How to harness the hashtag

How to harness the hashtag

The humble hashtag has found its way into our dictionaries. We are a culture of memes, selfies, and gifs. These are the identifiers of our time. Social media marketing is hot and getting hotter right now. Of course, we all know of the benefits: constant communication with consumers, emphasis on sharing, integration with wider media, and the simple persuasive power of word of mouth marketing. These are just a handful of reasons as to why many brands are investing heavily in the social scene. But are brands really managing to make an impact?

Whilst hashtags have proved to be valuable assets to marketers, according to a recent insight penned by advertising agency Fold7, you should avoid just throwing in a hashtag and calling your campaign social. Brands need to first establish what their purpose is, and how they want audiences to interact with it. Fold7 examined how the rewards you reap directly correlate with the type of seeds you sow, so it is essential to decide in which direction you want to travel, before setting off on the journey. Whether the objective is to drive sales, attract new audiences, stimulate campaign awareness, build brand equity or ensure cross-platform marketing, social media marketing requires a clear directive, one with pre-planning and forethought, if it is to gain any type of traction.

BWP Group recently identified social media as the perfect channel for Magnitone in a bid to elevate its status as a premium beauty brand. With a celebrity endorsement from singer songwriter Pixie Lott, and her recent participation in BBC’s Strictly Come Dancing, they utilised her social team to initiate conversations with consumers at key moments during the show, providing advice about cosmetics, in a bid to achieve long-term engagement and interaction.  Initial results included over 3,600 new qualified followers across Facebook and Twitter in the first three months.



M&C Saatchi believe that the question of what type of social strategy is suitable for you is given undue prominence, and that the real decision to make is a much greater one.  They argue that, in order to achieve success in the social sphere, you need to focus on understanding the relevant consumer behaviours and how your brand can relate to them.

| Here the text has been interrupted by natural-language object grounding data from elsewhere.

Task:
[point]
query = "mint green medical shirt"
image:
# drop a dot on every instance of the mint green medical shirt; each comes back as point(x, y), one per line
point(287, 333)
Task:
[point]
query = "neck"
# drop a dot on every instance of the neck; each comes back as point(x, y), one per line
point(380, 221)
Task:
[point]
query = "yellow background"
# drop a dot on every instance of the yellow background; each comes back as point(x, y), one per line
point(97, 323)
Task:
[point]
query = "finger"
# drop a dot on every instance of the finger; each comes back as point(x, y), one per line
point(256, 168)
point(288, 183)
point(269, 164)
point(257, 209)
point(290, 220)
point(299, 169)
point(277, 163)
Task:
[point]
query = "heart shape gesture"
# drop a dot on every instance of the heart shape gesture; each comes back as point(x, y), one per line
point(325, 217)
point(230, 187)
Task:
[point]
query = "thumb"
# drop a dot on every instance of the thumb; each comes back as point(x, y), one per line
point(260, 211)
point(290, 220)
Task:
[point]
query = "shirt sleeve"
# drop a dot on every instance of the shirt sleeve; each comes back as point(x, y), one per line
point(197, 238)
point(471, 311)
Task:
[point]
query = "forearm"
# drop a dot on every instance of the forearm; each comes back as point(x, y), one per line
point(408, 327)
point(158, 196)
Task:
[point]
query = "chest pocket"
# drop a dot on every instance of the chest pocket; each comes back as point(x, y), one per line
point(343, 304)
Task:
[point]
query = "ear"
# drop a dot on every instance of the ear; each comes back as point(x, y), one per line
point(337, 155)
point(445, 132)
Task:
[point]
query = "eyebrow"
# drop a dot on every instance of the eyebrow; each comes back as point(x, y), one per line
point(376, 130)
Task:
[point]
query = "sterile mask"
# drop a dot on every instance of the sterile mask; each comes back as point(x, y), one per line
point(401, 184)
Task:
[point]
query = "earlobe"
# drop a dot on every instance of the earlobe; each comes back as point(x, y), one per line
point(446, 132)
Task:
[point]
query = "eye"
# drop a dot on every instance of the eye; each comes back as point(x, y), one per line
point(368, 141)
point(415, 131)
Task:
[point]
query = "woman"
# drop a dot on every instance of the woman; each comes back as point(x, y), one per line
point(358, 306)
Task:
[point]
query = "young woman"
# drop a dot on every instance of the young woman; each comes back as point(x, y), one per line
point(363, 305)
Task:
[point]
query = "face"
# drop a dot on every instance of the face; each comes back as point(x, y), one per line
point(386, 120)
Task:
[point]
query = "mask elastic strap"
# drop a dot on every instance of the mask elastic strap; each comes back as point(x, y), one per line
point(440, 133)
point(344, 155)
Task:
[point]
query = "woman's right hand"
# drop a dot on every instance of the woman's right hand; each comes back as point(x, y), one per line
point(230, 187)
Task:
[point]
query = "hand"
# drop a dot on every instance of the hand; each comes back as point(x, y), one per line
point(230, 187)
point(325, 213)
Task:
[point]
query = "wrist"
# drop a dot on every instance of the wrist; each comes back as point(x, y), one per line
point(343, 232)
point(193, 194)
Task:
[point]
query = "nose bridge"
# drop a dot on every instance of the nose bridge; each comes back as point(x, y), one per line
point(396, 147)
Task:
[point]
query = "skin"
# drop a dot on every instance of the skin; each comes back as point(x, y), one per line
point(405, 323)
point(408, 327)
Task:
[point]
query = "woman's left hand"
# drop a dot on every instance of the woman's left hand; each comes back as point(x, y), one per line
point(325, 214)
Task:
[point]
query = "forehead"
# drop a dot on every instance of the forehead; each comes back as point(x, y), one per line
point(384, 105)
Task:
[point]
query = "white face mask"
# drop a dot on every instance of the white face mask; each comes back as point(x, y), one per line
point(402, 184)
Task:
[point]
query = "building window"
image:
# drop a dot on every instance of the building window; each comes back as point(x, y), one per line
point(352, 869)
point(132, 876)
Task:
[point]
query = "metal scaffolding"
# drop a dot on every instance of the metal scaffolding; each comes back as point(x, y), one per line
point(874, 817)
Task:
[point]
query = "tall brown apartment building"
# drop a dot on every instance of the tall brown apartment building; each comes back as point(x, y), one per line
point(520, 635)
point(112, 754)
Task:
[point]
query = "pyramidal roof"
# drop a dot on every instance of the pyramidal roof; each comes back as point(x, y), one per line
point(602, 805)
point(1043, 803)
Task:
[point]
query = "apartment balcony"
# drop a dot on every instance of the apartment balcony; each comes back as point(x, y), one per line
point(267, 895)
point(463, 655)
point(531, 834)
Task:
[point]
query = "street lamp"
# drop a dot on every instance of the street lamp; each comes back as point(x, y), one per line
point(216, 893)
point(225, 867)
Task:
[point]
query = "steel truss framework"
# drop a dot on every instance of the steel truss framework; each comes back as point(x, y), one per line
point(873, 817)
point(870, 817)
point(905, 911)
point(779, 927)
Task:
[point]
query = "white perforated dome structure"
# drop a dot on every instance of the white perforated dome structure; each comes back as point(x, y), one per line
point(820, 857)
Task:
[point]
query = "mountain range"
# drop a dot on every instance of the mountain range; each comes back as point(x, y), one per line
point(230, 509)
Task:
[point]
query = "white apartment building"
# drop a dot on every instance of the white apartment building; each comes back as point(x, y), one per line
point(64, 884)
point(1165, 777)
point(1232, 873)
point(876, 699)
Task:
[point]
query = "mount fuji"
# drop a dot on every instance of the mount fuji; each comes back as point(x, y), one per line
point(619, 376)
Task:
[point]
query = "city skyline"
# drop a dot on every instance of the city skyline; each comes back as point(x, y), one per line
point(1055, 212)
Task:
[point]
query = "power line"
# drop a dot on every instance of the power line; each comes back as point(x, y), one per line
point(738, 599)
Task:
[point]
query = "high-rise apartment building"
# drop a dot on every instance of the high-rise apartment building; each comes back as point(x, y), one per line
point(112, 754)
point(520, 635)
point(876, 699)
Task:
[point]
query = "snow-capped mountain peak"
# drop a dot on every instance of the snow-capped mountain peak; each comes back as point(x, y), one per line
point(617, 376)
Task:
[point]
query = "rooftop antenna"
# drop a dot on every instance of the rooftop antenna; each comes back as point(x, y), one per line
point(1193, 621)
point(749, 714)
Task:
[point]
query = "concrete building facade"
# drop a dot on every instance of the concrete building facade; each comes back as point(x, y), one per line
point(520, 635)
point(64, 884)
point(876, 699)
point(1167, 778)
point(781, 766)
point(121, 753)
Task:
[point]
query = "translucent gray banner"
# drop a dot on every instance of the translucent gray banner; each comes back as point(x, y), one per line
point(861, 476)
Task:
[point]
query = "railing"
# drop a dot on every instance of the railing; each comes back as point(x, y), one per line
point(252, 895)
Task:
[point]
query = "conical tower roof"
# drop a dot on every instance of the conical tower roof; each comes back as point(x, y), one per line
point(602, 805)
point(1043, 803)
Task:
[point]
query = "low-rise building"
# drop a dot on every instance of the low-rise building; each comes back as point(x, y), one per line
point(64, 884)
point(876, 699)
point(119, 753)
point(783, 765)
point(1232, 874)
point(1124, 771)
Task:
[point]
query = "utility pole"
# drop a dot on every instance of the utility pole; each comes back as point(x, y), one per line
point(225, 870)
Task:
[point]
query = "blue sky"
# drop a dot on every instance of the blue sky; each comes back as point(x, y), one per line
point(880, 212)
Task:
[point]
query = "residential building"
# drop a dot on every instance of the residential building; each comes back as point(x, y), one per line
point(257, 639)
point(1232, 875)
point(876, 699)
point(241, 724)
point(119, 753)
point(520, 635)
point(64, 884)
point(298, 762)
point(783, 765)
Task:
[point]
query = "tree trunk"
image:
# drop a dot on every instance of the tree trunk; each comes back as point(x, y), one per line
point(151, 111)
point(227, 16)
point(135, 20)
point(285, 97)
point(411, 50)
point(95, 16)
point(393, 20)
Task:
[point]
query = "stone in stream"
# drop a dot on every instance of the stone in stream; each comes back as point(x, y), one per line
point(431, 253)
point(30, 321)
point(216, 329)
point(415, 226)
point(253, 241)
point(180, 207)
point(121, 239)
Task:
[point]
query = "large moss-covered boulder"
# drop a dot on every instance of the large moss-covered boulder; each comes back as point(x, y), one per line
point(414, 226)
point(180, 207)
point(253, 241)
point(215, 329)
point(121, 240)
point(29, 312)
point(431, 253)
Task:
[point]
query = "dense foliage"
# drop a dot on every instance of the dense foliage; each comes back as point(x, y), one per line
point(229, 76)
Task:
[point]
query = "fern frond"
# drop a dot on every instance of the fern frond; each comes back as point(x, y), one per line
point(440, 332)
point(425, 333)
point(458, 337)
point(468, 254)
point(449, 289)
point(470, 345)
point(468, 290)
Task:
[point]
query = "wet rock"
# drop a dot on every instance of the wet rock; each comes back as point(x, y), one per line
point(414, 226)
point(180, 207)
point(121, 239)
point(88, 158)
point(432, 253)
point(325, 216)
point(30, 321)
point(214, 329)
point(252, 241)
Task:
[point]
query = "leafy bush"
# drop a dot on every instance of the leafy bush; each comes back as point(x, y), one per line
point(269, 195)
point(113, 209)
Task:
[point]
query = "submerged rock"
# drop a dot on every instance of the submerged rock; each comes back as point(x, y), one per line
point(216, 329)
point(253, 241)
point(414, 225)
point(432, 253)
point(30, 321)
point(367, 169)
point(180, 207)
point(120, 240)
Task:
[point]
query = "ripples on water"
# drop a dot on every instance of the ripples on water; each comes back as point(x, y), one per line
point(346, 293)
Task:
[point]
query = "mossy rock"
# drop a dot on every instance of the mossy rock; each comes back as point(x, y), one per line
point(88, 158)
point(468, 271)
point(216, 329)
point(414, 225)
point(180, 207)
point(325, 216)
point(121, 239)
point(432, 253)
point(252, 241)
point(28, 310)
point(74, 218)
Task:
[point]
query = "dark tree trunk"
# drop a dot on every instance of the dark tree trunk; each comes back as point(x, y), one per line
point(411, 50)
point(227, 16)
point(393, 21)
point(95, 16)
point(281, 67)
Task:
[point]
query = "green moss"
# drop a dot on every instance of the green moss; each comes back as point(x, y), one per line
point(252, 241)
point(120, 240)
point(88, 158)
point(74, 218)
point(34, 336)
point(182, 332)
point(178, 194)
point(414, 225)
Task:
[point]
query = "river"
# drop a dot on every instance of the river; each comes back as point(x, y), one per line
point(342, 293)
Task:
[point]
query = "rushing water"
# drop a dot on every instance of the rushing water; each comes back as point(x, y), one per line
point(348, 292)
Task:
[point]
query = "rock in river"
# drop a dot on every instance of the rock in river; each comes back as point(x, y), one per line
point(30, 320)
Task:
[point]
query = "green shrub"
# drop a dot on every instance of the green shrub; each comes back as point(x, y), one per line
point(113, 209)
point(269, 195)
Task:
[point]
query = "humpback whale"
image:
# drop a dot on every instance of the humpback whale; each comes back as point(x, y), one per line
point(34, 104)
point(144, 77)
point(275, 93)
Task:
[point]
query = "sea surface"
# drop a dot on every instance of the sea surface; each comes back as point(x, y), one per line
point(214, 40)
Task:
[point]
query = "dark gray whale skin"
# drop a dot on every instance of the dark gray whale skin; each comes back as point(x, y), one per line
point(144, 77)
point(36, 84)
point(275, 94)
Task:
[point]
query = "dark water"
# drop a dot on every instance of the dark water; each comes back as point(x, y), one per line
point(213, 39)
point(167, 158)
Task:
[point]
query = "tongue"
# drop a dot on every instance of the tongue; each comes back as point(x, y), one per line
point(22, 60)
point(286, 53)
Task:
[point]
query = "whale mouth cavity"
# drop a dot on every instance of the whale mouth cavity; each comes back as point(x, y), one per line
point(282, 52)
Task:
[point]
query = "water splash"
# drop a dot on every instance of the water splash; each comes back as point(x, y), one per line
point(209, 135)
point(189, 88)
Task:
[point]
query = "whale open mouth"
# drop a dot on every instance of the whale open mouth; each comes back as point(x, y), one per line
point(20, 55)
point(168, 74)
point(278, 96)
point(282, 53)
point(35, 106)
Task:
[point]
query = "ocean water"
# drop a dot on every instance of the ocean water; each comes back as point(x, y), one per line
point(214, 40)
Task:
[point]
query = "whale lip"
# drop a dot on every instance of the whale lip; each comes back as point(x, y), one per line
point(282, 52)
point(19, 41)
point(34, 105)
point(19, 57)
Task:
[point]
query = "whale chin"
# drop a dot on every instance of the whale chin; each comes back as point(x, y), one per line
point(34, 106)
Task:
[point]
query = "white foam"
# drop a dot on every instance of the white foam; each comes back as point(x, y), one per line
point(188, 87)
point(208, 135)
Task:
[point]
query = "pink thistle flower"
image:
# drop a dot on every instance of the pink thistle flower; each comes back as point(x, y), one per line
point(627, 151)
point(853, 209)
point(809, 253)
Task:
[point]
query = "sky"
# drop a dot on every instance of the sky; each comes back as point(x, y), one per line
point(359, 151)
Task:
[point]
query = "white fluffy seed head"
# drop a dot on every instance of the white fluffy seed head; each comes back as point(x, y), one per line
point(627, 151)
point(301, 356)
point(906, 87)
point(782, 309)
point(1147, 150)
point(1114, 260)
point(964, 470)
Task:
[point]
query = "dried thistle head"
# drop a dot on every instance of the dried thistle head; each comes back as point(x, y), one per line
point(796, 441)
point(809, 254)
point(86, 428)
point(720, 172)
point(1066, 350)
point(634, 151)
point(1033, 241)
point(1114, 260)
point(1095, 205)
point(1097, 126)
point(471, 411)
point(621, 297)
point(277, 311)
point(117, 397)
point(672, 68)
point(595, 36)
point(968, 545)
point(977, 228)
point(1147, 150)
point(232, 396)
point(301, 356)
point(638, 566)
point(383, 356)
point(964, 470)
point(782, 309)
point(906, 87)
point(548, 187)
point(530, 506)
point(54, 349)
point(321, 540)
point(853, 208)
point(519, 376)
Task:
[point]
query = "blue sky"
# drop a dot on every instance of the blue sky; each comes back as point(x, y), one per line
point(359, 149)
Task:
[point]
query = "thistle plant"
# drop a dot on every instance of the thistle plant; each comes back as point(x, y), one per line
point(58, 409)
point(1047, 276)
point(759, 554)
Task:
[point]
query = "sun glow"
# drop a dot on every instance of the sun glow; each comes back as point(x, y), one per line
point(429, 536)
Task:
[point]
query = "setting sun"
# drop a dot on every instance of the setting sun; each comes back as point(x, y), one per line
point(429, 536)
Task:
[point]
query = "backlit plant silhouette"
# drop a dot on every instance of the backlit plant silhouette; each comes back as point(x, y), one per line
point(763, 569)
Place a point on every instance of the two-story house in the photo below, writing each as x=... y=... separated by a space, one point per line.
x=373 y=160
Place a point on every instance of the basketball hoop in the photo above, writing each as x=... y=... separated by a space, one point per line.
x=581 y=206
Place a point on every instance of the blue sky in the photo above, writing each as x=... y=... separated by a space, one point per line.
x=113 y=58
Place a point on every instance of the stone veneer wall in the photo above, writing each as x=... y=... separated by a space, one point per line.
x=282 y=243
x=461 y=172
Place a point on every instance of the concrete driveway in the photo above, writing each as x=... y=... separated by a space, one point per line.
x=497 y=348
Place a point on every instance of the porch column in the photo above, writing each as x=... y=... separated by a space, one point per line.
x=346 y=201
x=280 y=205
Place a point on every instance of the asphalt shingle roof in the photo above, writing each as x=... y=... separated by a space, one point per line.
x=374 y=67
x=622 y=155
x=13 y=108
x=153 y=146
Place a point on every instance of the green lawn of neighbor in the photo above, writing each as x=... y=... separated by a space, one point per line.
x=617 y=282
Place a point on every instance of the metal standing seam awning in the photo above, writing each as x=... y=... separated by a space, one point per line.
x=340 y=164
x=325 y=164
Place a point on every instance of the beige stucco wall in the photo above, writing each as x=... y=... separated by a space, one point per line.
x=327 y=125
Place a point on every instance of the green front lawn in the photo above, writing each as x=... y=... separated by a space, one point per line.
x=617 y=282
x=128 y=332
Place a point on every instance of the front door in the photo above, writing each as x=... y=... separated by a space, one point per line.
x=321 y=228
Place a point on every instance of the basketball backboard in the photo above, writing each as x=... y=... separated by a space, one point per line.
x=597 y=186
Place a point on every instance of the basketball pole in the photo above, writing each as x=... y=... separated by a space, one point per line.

Ultimately, a hashtag is meaningless if no one wants to use it. This approach can take time, and it requires an understanding of the audience and its interests. As M&C Saatchi has said, ‘brands that have successfully used a hashtag as part of a campaign started with a great idea and then had the ability to execute it brilliantly.’ After all, ‘no one is talking to brands; people are talking to each other.’ Maybe the real key to social media marketing is understanding what part you play in such a conversation.

Perhaps the most elusive aspect of social media marketing is how difficult it is to measure ROI. Iris argues that ‘social delivers an inflated expectation compared to the reality of what it can achieve,’ and with most marketers still dependent on soft metrics as a way of judging impact, it is no wonder that people have doubts. Iris states that ‘long-term brand growth is the real measure of social impact’ and ironically, it seems, in order to keep up with the fast-paced world of social media, you need to slow down and take your time. You need to ‘value the long game’ and ‘earn attention, rather than just buying it.’ And that’s just the beginning.

Sometimes the frivolous and fickle nature of social networking makes everything look easy. It is tempting just to stick a hashtag at the end of a tweet, and see what happens. However, it is clear from current campaigns and agency insights that the secret to success is not taking any shortcuts. In a world where abbreviations are used to speed up conversations, communications still need to be as rigorously planned as ever. Ultimately, it comes down to the old cliché: you get out of it what you put in. And, if you want people to sit up and listen, you need to make sure you say something worth hearing.